Chapter 20

Twenty

Silas

I leave Hallie in my bed after covering her face in kisses and promising to never lie to her again. I know it’ll take time before she forgives me, but she didn’t fight me again when I told her I loved her. So I consider it a win.

“Back to work,” I command, returning to the heart of the operation. The click of keyboards fills the space again, each keystroke a step closer to unraveling The Syndicate's grip on our lives.

A hush falls over the room as screens flicker to life, casting a sterile glow over faces set in concentration. My team's eyes dart across digital maps, complex diagrams, and lists of names that could be the key to unlocking The Syndicate's hold on Teddy's past.

“Look for patterns, any common ground,” I instruct, my gaze locked onto the web of connections sprawling before us. The hum of computers blends with the muted sounds of concentration. A tap here, a click there—it's the quiet symphony of analysis.

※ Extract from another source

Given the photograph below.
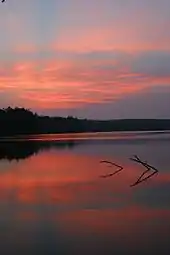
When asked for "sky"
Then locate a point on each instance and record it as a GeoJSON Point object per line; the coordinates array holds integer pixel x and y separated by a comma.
{"type": "Point", "coordinates": [99, 59]}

“Si, check this out.” Jet's voice cuts through the silence, a thread of excitement laced within. I move to his station, muscles tensing, preparing for what he's about to reveal.

He points to a cluster of data points where Teddy’s world and The Syndicate’s operations intersect. It's a tangle of transactions, locations, and shadowy figures, but it's there—the beginnings of a map that might lead us through this labyrinth of crime. And they converge on St. Peter’s Catholic Church in downtown Alcott.

“The rosary. It has to be connected,” I say, as I explain the details from the mysterious package Hallie received.

If the church was in on this, or part of the Syndicate’s plan, then this goes deeper than we thought.

“Keep digging,” I say, my voice steady despite the storm brewing inside me. “Every name, every place—it could make all the difference.”

I can't shake the guilt gnawing at me, the weight of responsibility bearing down. I don’t necessarily regret killing Teddy. Killing is a part of who I am, more than almost anything else. But I regret hurting Hallie. I regret keeping such a dark secret from her.

I push the thoughts away, focusing instead on the myriad threads we need to untangle.

“We had no clue why anyone wanted Teddy dead. Hallie says he wasn’t involved in anything criminal. So where is the connection? Why did they want him dead?”

“I want to know why they bothered pretending to be someone else ordering the hit?” Cain questions. “I remember that call, I took it. They went out of their way to make it seem like just another drug job.”

“They don’t do anything without a reason,” Alan says.

“Si, look at this.” Blake's voice slices through the tension, a knife-point of focus. I move to his station, my gaze falling on the monitor where numbers and names bleed into one another.

“Scroll back,” I command, my voice low but sharp.

He complies, and there it is—a transaction, hidden beneath layers of digital obfuscation, but clear as day to eyes trained to see through deception. Money, a substantial amount, transferred from an account flagged by our intel as Syndicate-controlled. The recipient? A shell company, but the trail doesn't end there. It points to Teddy.

“God damn it,” I mutter, my throat tight with a cocktail of emotions too potent to swallow. “He brought this to her doorstep after all.”

“It doesn’t explain what they want with Hallie, but it’s a damn good start.”

“So if Drago was working with the Syndicate and was presumably supposed to kidnap Hallie—assuming that’s why he had her photos and info all over his hard drive—we have to figure they think she knows something about Teddy that can help them.”

“Maybe dear ol’ Ted stole from his overlords,” Jet says with a smirk.

Cain’s eyes narrow. “Bank account number? Offshore?”

I shake my head. “It’s a possibility, but Hallie swears she doesn’t know anything. Same thing she told the reporter. Wait . . . ”

“You think he might be compromised?”

“Anything is possible when the Syndicate is involved.”

“Dammit. I should have never agreed to the Senator job. Never should have put us on their payroll. That’s on me,” I say.

Jet shakes his head. “We do this job, we end up working for some gnarly people, Si. We all know it.”

Cain slaps my back. “It’s not your fault. Just the way of the game.”

“Well, we’re going to play the game and win this time.”

“Fuck yeah we are. Let’s take down those motherfuckers.”

“The problem with the Syndicate,” Alan says, the older voice of reason, “is that we don’t know who the fuck we’re dealing with. They’re ghosts. They operate on a global scale so fucking wide that if you go searching for who they are, they have the power to shut it down.”

I cross my arms. “We might not be as big and far reaching, but I trust our work. I trust us. ”

“Yeah,” Cain says with a nod. “If anyone has the power to go up against them, it’s Ares. It’s our team.”

I don’t get emotional at work. Not ever.

But if I did, it would be now. Knowing that my team has my back in ending this threat against the woman I love.